The House of Commons Home Affairs Committee has today published a report, The work of the UK Border Agency (November 2010–March 2011), which accuses the UKBA of effectively creating an amnesty for hundreds of thousands of asylum seekers whose cases have been delayed for years.

The report is not particularly easy to find online – it should be available on the Home Affairs Committee website, but isn’t for some reason. You can download a PDF here, see the previous reports here or read on this page via Scribd.

As has been picked up in media reports, the report concludes that the UKBA’s success in clearing a backlog of around 400,000 to 450,000 unresolved asylum cases has been achieved

through increasing resort to grants of permission to stay… or the parking of cases in a controlled archive, signifying that the applicant cannot be found and the Agency has no idea whether or not the applicant remains in the UK, legally or otherwise.

The committee also state that it is “indefensible” that

about 74,500 of the 400– 450,000 cases—approximately one in six—the UK Border Agency has been completely unable to trace what has happened to the applicant.

Finally, the way the backlog has been dealt with effectively amounts to an “amnesty”

We understand that Ministers would have been unwilling to announce an amnesty for the applicants caught up in this backlog, not least because this might be interpreted as meaning that the UK was prepared more generally to relax its approach towards migration; but we consider that in practice an amnesty has taken place, at considerable cost to the taxpayer.

Aside from the “legacy lump” (in the words of The Economist) There is also a “new backlog”, the size of which is not clear.

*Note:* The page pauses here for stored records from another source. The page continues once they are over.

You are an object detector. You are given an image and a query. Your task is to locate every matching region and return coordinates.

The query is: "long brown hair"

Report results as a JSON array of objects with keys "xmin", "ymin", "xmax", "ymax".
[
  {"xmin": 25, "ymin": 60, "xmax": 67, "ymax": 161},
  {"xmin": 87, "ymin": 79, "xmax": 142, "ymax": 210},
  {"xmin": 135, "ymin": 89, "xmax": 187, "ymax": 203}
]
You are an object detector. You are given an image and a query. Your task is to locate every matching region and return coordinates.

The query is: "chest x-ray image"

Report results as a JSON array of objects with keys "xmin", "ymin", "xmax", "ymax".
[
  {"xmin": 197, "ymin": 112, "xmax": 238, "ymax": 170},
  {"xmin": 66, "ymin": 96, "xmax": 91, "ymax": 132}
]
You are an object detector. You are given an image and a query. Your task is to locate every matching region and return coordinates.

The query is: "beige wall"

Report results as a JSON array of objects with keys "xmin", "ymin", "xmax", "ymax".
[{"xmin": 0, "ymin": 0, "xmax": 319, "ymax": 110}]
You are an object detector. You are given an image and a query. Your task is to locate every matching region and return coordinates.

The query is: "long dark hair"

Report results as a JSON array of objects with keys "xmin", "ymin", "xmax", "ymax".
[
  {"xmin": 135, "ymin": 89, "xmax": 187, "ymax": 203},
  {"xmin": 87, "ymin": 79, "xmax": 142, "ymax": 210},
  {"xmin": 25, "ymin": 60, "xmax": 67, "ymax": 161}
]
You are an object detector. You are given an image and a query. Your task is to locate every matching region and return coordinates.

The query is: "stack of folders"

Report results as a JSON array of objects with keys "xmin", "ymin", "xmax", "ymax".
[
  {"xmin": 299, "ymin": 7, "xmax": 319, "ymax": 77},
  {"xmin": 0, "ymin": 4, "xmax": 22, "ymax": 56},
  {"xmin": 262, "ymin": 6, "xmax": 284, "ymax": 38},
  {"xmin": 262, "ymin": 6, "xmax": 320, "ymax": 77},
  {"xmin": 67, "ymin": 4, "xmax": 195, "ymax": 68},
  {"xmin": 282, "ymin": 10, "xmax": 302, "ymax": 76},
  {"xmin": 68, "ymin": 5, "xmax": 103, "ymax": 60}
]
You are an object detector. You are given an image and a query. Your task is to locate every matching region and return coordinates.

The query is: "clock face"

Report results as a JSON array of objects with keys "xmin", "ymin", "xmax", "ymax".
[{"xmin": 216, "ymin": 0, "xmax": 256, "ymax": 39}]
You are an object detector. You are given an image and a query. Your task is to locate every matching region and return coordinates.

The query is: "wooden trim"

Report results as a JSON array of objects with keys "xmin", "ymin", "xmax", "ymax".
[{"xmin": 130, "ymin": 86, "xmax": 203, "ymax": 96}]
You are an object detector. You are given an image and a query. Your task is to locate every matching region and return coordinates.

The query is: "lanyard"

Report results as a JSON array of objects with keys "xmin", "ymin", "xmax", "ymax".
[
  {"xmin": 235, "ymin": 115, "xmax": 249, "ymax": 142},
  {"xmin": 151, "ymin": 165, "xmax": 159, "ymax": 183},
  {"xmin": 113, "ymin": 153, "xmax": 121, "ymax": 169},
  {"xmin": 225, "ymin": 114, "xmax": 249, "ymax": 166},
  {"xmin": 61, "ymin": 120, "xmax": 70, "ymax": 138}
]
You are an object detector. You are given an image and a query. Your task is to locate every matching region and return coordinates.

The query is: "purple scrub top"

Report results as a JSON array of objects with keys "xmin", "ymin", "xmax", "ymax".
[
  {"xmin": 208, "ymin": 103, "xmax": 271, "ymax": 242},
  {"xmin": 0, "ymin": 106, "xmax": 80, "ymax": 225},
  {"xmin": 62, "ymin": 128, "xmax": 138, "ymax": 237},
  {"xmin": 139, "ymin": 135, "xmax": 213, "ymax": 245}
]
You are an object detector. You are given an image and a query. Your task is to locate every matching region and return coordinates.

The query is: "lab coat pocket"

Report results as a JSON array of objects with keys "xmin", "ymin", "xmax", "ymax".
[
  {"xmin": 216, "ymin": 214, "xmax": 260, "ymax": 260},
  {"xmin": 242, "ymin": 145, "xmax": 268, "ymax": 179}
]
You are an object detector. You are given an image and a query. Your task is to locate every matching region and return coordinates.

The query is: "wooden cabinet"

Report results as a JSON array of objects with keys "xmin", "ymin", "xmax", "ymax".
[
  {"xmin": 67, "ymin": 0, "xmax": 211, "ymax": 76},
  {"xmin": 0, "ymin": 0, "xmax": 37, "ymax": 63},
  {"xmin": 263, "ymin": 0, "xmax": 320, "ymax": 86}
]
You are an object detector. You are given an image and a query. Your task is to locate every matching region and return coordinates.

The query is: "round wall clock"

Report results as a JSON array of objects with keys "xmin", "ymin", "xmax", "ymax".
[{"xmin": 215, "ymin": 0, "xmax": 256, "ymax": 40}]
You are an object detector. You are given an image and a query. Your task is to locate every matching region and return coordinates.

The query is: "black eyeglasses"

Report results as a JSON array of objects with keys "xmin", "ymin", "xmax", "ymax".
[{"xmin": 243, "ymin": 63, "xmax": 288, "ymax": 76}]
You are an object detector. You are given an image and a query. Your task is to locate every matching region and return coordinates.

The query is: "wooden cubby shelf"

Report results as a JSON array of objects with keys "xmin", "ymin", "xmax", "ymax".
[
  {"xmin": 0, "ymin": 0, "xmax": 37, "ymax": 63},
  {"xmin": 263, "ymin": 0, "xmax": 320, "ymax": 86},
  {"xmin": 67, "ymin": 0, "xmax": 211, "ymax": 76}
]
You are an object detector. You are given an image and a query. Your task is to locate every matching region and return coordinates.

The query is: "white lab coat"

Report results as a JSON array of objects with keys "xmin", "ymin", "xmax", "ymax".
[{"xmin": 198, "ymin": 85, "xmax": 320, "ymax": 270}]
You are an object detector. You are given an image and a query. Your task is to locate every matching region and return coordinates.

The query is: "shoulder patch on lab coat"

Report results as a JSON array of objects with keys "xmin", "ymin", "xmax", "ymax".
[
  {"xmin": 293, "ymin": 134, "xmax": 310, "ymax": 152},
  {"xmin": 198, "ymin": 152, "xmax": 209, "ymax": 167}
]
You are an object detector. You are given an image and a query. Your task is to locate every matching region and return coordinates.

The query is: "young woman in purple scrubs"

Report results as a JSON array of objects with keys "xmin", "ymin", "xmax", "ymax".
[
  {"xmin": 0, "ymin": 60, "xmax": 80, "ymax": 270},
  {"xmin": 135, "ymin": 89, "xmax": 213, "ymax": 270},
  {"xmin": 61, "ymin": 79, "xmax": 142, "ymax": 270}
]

As to immigration in general, the committee repeats its view that it is a “mistake to include students as ‘migrants’ unless or until the student makes an application or demonstrates the intention to wish to settle”. It also highlights the problem of hundreds of thousands of immigrants overstaying their visas.

On the new points based system for immigration,

[it] can function effectively only if there is confidence that sponsors will not abuse the system and that anyone who no longer qualifies for leave to remain is compelled to leave the UK.

As to media reports that the Government is considering abolishing the right of appeal for those reused entry clearance to visit family members:

it would not be appropriate for the authorities to be judge and jury when refusals occur, and the matter is pursued by solicitors or MPs making representations on behalf of the sponsors.